The standout finding from this chart is that a continuous, structured programme of testing is relatively uncommon, despite the often-touted benefits of digital media being ‘the most measurable’. Kudos to the fewer than 20% of companies that already have a continuous programme in place, and to those that at least test occasionally (around half of businesses)!
Action: Review how you can introduce a more structured approach to optimization, for example, using the RACE 90-day planning approach that Smart Insights recommend.
So, we’re at 10, time for a bonus trend!
Bonus! Trend 11. Strategic Content Marketing
I remember when content marketing first became a concept we could anchor our digital marketing around and it has been fascinating to see how the adoption of content marketing play out. I think it’s a similar situation to digital marketing in that a dedicated strategy seems warranted given it’s important, but many don’t have it. It’s similar to the question we mentioned at the start of this review. Considering B2B where content marketing arguably has most focus, the latest research from the Content Marketing Institute (CMI) suggests that a dedicated strategy is rare, rather content marketing has become part of business-as-usual and seventy percent say their organizations integrate content strategy into the overall marketing sales/communication/strategy with around seventeen percent say using a stand-alone strategy for content marketing with only 9% say they don’t have a content strategy.

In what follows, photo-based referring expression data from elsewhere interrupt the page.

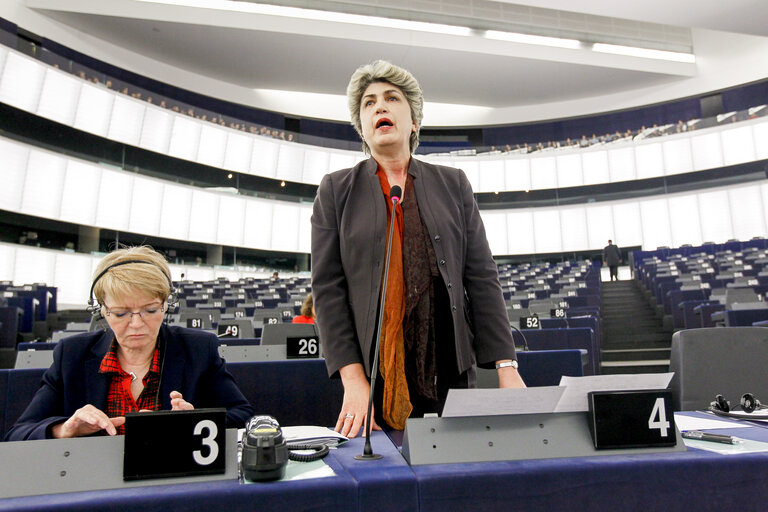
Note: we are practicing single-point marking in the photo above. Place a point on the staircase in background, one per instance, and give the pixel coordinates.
(634, 339)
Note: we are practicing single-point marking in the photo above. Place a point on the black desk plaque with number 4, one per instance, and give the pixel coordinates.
(632, 419)
(174, 443)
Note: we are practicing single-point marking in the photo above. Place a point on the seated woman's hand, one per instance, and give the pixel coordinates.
(87, 420)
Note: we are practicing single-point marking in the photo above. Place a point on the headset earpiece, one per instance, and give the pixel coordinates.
(749, 403)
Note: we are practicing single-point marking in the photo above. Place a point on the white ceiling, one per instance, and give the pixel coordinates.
(252, 58)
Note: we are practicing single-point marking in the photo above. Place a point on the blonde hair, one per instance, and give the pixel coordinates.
(306, 307)
(152, 278)
(383, 71)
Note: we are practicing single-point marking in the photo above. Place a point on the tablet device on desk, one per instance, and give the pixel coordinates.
(174, 443)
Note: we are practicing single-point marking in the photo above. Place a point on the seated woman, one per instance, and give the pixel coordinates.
(307, 312)
(137, 364)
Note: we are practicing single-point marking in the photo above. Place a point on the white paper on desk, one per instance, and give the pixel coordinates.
(495, 402)
(574, 398)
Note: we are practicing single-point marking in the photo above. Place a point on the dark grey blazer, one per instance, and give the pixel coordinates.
(349, 232)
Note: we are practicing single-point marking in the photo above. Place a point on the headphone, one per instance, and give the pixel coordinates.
(748, 404)
(94, 308)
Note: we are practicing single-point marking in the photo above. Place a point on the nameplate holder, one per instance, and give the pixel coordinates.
(174, 443)
(632, 419)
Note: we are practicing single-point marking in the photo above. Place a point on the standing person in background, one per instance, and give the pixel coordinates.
(444, 309)
(612, 258)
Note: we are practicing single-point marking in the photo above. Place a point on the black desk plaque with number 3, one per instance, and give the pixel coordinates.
(632, 419)
(174, 443)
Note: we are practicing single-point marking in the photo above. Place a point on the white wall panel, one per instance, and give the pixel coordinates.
(156, 130)
(43, 184)
(543, 173)
(546, 230)
(94, 109)
(204, 219)
(185, 137)
(21, 82)
(212, 146)
(520, 233)
(231, 221)
(492, 176)
(114, 206)
(595, 167)
(715, 216)
(518, 174)
(80, 194)
(738, 146)
(126, 121)
(649, 160)
(59, 97)
(146, 206)
(677, 155)
(622, 164)
(684, 220)
(746, 212)
(176, 211)
(707, 151)
(569, 172)
(13, 170)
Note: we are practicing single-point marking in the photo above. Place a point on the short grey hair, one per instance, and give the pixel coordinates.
(383, 71)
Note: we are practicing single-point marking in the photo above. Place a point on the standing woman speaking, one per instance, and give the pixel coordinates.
(444, 310)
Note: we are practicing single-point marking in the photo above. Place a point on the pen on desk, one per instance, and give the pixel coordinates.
(706, 436)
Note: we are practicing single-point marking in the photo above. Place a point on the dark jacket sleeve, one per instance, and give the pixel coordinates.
(46, 408)
(329, 284)
(488, 314)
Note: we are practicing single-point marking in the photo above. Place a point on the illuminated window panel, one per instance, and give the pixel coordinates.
(707, 151)
(114, 206)
(156, 130)
(238, 155)
(231, 221)
(492, 176)
(59, 97)
(127, 118)
(264, 157)
(94, 109)
(213, 145)
(43, 184)
(14, 172)
(290, 162)
(650, 161)
(80, 194)
(573, 225)
(622, 164)
(21, 82)
(595, 167)
(176, 211)
(495, 223)
(518, 174)
(258, 224)
(677, 155)
(747, 212)
(146, 205)
(285, 228)
(204, 217)
(547, 231)
(738, 145)
(599, 219)
(715, 216)
(520, 232)
(569, 172)
(684, 220)
(185, 137)
(627, 224)
(543, 173)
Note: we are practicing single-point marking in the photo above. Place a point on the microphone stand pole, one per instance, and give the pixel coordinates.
(367, 450)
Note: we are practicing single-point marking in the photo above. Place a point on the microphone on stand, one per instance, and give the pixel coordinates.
(394, 196)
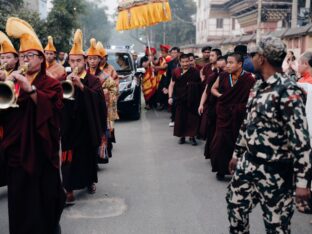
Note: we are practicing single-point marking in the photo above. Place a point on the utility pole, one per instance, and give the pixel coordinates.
(308, 4)
(294, 14)
(259, 21)
(164, 33)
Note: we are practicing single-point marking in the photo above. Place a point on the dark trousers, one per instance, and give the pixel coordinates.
(173, 111)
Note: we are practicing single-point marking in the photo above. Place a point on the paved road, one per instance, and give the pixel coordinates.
(153, 186)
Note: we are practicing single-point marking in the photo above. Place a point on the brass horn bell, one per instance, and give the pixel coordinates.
(68, 87)
(8, 96)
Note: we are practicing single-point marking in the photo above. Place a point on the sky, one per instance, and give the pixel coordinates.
(112, 5)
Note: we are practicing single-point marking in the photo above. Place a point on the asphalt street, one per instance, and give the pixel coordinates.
(153, 185)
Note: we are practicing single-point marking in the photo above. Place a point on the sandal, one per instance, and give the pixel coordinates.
(92, 189)
(304, 207)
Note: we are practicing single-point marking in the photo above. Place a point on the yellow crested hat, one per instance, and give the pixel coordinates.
(93, 51)
(77, 48)
(6, 45)
(101, 49)
(20, 29)
(50, 46)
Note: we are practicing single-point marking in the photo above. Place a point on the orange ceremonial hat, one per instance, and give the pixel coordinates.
(101, 49)
(20, 29)
(93, 51)
(165, 48)
(77, 48)
(50, 46)
(6, 45)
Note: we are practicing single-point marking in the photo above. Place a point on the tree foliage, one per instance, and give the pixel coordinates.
(15, 8)
(95, 24)
(181, 30)
(64, 18)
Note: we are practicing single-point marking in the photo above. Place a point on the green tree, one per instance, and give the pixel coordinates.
(63, 20)
(181, 30)
(95, 23)
(15, 8)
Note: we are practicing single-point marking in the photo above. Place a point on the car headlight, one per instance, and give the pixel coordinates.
(125, 86)
(129, 97)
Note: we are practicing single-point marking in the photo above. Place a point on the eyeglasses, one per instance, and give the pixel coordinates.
(253, 54)
(28, 56)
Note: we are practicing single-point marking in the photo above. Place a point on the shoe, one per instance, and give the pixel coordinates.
(182, 140)
(91, 189)
(193, 141)
(70, 198)
(220, 177)
(160, 107)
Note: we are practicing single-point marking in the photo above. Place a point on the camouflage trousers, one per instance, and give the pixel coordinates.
(255, 183)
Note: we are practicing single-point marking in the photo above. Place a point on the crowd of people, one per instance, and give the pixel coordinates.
(56, 124)
(250, 109)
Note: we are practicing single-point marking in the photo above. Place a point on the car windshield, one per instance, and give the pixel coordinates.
(120, 61)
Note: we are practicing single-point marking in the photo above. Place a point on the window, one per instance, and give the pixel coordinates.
(219, 23)
(233, 24)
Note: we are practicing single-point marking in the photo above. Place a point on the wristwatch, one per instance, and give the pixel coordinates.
(33, 90)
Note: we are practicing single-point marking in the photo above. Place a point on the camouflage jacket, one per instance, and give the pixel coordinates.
(275, 128)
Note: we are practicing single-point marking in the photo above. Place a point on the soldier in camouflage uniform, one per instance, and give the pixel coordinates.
(273, 147)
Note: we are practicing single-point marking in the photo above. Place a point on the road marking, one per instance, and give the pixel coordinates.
(96, 208)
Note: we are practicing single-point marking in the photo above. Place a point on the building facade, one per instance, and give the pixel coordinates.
(214, 23)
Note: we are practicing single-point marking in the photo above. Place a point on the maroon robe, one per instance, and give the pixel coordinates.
(230, 110)
(187, 94)
(84, 121)
(30, 147)
(210, 111)
(211, 76)
(207, 71)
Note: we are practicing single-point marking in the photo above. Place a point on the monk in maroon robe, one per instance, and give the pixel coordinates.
(83, 125)
(232, 91)
(31, 140)
(210, 72)
(30, 147)
(186, 84)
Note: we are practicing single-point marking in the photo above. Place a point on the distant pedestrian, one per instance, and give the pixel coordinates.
(186, 83)
(290, 65)
(273, 147)
(232, 92)
(247, 66)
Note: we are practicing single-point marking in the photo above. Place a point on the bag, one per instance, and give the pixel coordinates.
(102, 151)
(3, 170)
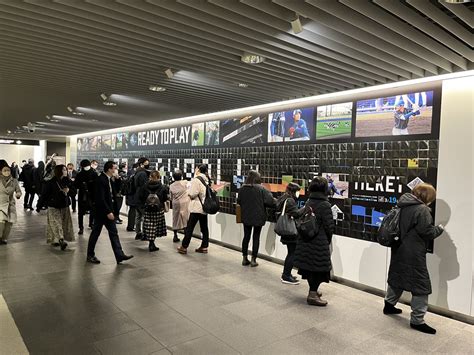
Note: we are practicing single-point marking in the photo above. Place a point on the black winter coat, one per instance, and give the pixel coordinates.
(253, 201)
(152, 187)
(315, 255)
(292, 210)
(53, 195)
(84, 184)
(408, 269)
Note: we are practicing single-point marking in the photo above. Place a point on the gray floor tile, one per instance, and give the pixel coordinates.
(137, 342)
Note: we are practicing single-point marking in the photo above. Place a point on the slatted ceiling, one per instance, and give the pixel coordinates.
(60, 53)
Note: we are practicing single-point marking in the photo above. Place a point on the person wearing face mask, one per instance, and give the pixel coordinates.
(253, 200)
(140, 179)
(55, 196)
(9, 187)
(84, 184)
(289, 197)
(72, 173)
(104, 209)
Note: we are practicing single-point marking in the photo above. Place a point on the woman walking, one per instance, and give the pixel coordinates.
(152, 198)
(313, 257)
(180, 203)
(197, 193)
(253, 200)
(408, 270)
(9, 187)
(288, 200)
(55, 196)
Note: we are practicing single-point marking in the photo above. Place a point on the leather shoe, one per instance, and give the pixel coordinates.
(124, 258)
(93, 260)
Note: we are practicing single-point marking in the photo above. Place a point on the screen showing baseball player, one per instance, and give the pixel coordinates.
(398, 115)
(291, 126)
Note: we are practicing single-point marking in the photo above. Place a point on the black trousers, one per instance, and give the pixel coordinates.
(132, 214)
(290, 257)
(29, 197)
(255, 240)
(113, 236)
(80, 217)
(188, 233)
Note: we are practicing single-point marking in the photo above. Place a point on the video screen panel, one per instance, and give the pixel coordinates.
(291, 126)
(334, 121)
(245, 130)
(399, 115)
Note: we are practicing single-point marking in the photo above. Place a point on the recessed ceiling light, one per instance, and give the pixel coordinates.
(250, 58)
(156, 88)
(169, 73)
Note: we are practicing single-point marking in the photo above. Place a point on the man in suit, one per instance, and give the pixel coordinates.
(104, 215)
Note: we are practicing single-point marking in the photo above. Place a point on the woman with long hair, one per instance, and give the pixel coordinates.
(253, 200)
(55, 196)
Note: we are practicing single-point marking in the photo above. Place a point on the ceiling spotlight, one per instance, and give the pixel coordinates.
(250, 58)
(296, 25)
(156, 88)
(169, 73)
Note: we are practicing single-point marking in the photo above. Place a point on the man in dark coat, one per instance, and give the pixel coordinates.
(28, 177)
(140, 180)
(104, 216)
(408, 270)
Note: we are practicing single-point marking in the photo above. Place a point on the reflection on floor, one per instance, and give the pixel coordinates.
(164, 302)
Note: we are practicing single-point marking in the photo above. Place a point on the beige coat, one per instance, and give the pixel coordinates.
(180, 203)
(7, 200)
(197, 189)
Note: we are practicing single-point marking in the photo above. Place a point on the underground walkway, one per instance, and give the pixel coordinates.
(164, 303)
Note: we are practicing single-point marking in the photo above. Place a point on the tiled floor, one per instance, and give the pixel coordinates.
(164, 303)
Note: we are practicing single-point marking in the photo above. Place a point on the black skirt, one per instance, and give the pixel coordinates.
(315, 276)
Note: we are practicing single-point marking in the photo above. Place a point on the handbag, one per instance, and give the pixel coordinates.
(285, 225)
(238, 213)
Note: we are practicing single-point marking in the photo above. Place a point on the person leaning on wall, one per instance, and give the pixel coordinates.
(9, 188)
(408, 270)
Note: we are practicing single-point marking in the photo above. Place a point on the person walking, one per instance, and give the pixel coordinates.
(289, 198)
(72, 174)
(104, 216)
(408, 270)
(313, 257)
(197, 193)
(84, 184)
(55, 196)
(180, 203)
(27, 177)
(253, 199)
(140, 179)
(152, 198)
(9, 187)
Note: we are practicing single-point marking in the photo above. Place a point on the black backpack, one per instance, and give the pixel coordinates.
(211, 203)
(308, 225)
(389, 230)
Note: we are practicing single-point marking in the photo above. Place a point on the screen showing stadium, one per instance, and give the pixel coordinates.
(399, 115)
(291, 126)
(334, 121)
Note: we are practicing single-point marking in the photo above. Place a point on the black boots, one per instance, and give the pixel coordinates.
(253, 263)
(424, 328)
(314, 300)
(391, 309)
(152, 247)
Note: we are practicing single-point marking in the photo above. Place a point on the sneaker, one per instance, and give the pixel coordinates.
(289, 280)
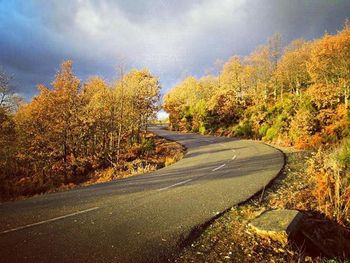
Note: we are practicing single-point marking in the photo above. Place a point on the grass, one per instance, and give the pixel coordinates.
(230, 239)
(151, 154)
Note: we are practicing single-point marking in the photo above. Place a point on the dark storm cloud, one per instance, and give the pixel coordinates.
(172, 38)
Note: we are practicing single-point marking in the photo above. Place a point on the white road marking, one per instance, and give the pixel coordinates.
(183, 182)
(217, 168)
(47, 221)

From a practical point-of-view, what types of content marketing are proving popular? The CMI research is useful for benchmarking. TBH, this leaderboard looks similar to what it would have 10 years ago, but Video content is significantly higher than in previous years, it has been gradually growing.
Action: Ask, do we need a better aligned, integrated content-marketing strategy? See our content marketing learning path course and templates for guidance an approach to systematically improve your content marketing effectiveness and ROI.
Summary. So which channels really matter?
You can see that in this review that many of the newer trends are around AI and Martech line. But let’s go back to the top-level and think about marketing channels. Have the disruptive forces of AI and Zero Click Marketing really change the channels we know and love. Yes, it may be getting tougher to get traction in organic channels, but sorting the top-rated channels by those with Highest ROI shows that the top 4 are all organic. So many of our tried and tested content-based marketing techniques are still being made to work by many, at least those completing our survey.